In three years, attendance at the summit has grown from around 200 people to more than 500. Attendees come from a variety of careers, both on and off post, to include medical personnel, law enforcement, legal representatives, victim advocates and military leaders.
"It's important to have something like this to bring us together," said Taylor. "We all want the same thing and are working toward the same goals. Why shouldn't we be sitting together, receiving the same information?"
Maj. Gen. Paul LaCamera, deputy commanding general, XVIII Airborne Corps and Fort Bragg, said that after attending last year's summit, he felt that it was important for as many leaders as possible to attend the conference this year.
LaCamera also said not stepping in to prevent sexual assault is equivalent to fratricide.
"Leaders, you get paid to provide a safe and secure environment," said LaCamera. "They don't tell you that when they hand you the colors, but that's the job."
The theme of this year's conference included a comprehensive profile of sexual offenders, victim impact and fostering a multidisciplinary response.

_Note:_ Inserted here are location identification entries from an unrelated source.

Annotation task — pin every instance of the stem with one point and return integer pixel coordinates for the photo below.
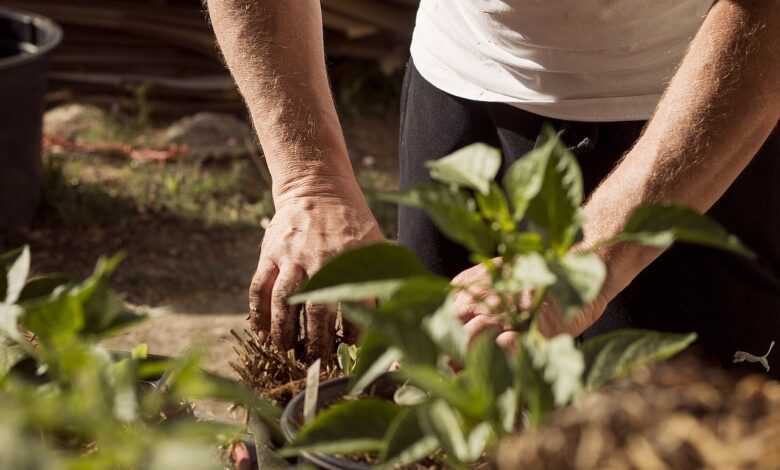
(539, 296)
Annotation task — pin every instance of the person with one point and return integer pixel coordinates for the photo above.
(665, 101)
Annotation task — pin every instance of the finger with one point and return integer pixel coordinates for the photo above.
(284, 317)
(467, 306)
(260, 296)
(481, 324)
(320, 331)
(507, 340)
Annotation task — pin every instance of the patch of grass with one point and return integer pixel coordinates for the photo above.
(84, 189)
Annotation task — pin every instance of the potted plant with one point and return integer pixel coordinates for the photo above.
(461, 413)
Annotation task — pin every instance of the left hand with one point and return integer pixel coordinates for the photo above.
(478, 307)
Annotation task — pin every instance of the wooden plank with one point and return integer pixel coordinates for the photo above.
(349, 27)
(394, 18)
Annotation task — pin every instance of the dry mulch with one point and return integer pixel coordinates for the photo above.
(682, 414)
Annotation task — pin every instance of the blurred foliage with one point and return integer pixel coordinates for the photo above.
(67, 403)
(466, 410)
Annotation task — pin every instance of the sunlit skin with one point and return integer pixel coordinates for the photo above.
(718, 110)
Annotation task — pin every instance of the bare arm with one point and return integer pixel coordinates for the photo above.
(719, 109)
(275, 51)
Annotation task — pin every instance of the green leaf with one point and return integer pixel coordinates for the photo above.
(533, 391)
(360, 273)
(376, 356)
(479, 439)
(346, 354)
(615, 354)
(580, 277)
(556, 207)
(17, 276)
(140, 351)
(350, 292)
(487, 371)
(400, 329)
(440, 386)
(375, 370)
(56, 318)
(662, 225)
(529, 271)
(562, 365)
(10, 355)
(519, 243)
(454, 213)
(494, 207)
(42, 286)
(447, 331)
(409, 395)
(507, 409)
(525, 177)
(406, 440)
(387, 261)
(473, 167)
(346, 427)
(9, 321)
(443, 422)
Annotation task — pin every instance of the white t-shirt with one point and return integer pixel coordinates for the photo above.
(581, 60)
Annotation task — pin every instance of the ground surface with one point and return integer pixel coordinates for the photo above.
(190, 230)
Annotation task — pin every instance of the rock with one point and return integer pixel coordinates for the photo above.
(72, 121)
(211, 135)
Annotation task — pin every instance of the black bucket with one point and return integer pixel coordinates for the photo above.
(25, 42)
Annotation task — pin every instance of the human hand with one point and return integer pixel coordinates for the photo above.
(482, 309)
(306, 230)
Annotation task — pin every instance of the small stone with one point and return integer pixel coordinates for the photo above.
(72, 121)
(211, 135)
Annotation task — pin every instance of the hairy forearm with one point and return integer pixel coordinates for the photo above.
(274, 50)
(719, 109)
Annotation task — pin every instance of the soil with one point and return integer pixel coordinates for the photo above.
(191, 277)
(685, 413)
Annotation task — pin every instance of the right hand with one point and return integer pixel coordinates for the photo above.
(305, 231)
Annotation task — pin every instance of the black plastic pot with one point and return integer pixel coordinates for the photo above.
(25, 42)
(331, 392)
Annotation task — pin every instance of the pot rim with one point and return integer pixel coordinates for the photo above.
(51, 29)
(290, 429)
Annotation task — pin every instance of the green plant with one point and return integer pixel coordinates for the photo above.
(67, 403)
(494, 393)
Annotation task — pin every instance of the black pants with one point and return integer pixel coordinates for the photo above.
(732, 302)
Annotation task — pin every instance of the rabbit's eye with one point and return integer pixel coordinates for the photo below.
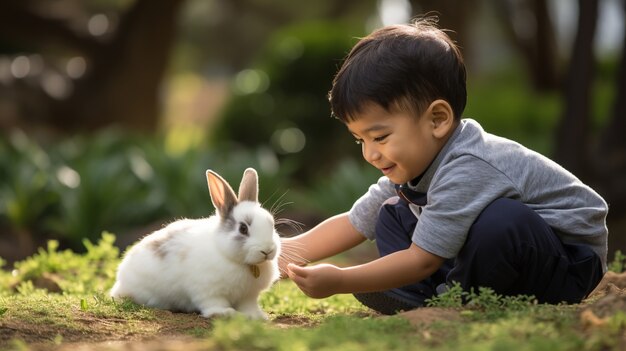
(243, 229)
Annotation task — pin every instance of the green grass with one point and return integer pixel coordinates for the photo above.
(81, 312)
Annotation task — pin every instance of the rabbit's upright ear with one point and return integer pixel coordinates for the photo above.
(249, 187)
(222, 195)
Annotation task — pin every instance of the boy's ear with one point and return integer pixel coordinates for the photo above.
(441, 117)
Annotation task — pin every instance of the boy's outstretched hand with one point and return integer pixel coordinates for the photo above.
(317, 281)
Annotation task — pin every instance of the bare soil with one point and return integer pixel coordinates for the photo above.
(174, 331)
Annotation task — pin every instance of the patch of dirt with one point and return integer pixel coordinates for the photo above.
(424, 317)
(606, 299)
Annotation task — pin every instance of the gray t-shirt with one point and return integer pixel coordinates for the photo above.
(475, 168)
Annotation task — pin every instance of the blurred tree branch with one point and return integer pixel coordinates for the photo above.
(121, 84)
(22, 24)
(573, 133)
(529, 27)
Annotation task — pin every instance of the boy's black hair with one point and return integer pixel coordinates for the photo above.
(400, 67)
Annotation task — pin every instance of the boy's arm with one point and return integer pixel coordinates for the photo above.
(332, 236)
(388, 272)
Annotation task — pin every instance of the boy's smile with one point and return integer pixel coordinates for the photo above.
(399, 144)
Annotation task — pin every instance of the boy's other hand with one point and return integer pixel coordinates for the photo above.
(317, 281)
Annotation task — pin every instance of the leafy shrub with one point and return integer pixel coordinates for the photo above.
(281, 102)
(66, 271)
(79, 187)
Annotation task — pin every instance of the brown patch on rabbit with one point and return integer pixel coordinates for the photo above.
(159, 246)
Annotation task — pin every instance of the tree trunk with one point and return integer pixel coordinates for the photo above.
(124, 82)
(572, 139)
(535, 40)
(610, 162)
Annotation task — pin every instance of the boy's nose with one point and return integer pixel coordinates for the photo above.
(370, 153)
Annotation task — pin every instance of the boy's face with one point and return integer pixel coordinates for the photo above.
(399, 144)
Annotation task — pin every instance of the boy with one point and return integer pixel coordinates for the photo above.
(454, 204)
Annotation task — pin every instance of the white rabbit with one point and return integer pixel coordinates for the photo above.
(216, 266)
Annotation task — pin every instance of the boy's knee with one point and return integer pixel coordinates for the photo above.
(506, 220)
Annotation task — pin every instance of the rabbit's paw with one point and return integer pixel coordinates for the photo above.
(218, 312)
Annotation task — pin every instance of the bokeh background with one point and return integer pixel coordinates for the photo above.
(112, 110)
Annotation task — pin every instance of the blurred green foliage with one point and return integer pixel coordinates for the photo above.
(77, 188)
(282, 101)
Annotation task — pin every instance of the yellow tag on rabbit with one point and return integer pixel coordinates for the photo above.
(254, 269)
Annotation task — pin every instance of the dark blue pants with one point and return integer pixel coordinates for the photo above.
(509, 248)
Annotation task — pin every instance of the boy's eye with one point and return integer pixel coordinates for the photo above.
(381, 138)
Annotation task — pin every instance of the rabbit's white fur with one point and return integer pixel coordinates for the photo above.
(205, 264)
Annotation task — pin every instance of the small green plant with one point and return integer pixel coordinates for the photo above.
(485, 300)
(67, 271)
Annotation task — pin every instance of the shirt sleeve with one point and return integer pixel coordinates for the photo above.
(460, 191)
(364, 213)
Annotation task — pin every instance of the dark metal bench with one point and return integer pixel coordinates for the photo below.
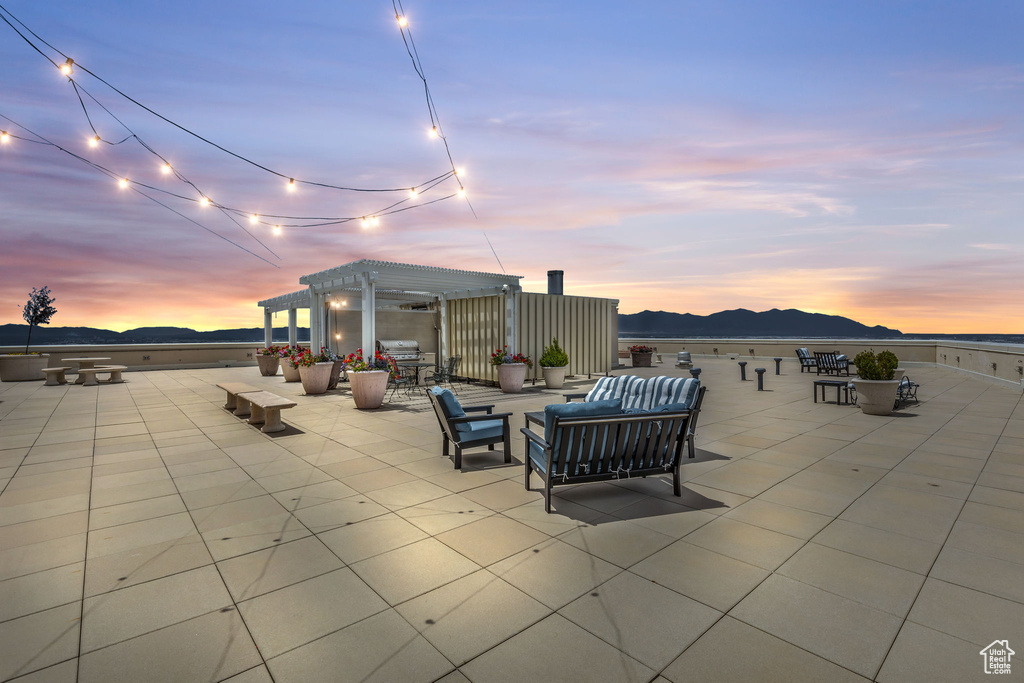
(600, 449)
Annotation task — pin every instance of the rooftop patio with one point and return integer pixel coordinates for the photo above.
(147, 535)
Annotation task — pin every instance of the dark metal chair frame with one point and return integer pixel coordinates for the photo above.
(459, 439)
(637, 442)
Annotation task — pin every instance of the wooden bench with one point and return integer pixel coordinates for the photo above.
(54, 376)
(240, 409)
(266, 410)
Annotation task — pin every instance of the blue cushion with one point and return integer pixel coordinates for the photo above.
(450, 402)
(473, 428)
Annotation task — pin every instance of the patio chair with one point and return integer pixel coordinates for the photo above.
(449, 373)
(807, 360)
(466, 431)
(906, 391)
(832, 363)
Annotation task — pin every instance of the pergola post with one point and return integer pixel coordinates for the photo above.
(293, 330)
(369, 288)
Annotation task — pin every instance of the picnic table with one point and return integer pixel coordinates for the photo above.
(84, 364)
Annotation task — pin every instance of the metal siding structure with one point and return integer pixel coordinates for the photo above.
(477, 327)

One of the guest speakers was Dr. Michael Bourke, chief forensic psychologist with the U.S. Marshals. Bourke has spoken extensively with sexual offenders during the course of his career, including living with sex offenders for eight years during his time as a psychologist for a federal sex offender treatment program. He focused on the psychology of the offender, admitting that there is no cookie cutter method of identifying who may become a serial rapist.
"Sexual assault has been a consistent problem across time," said Bourke. "It's not just because of the Internet. Approximately one in five women is sexually assaulted in their lifetime. About one in seven, or ten, men is sexually assaulted in their lifetime."
Bourke said that the data varies for men because the report rates are generally lower for men. He then showed photos of various women throughout the last decade who were arrested for having sex with minors. Familiar names like Mary Kay Letourneau, Debra Lafave and Pamela Smart. He noted that the headlines and convictions did not match what would have been reported if the ages and genders had been reversed. Even a quick Google search for teachers committing sexual assault brings up lists of the "hottest teachers caught sleeping with students" ranking them by their looks.
Bourke's presentation even showed that the women that would be considered by society as more attractive often got less prison time than their less attractive counterparts.
Dr. Sharon W. Cooper, a developmental and forensic pediatric specialist, spoke about juvenile sex offender dynamics and sexual exploitation in the digital age, and Dr. Richard Barbaro, spoke about offender escalation and homicide.
When it comes to electronic devices and children, Cooper offered a simple piece of advice to all parents.
"Just remember who is paying the bill for your child to have a phone," she said. "It's not their device. It's yours, they're just borrowing. Set the expectation early on and let them know that you're paying for it and that it's your phone. You have the ability to monitor what they're doing on it at any time."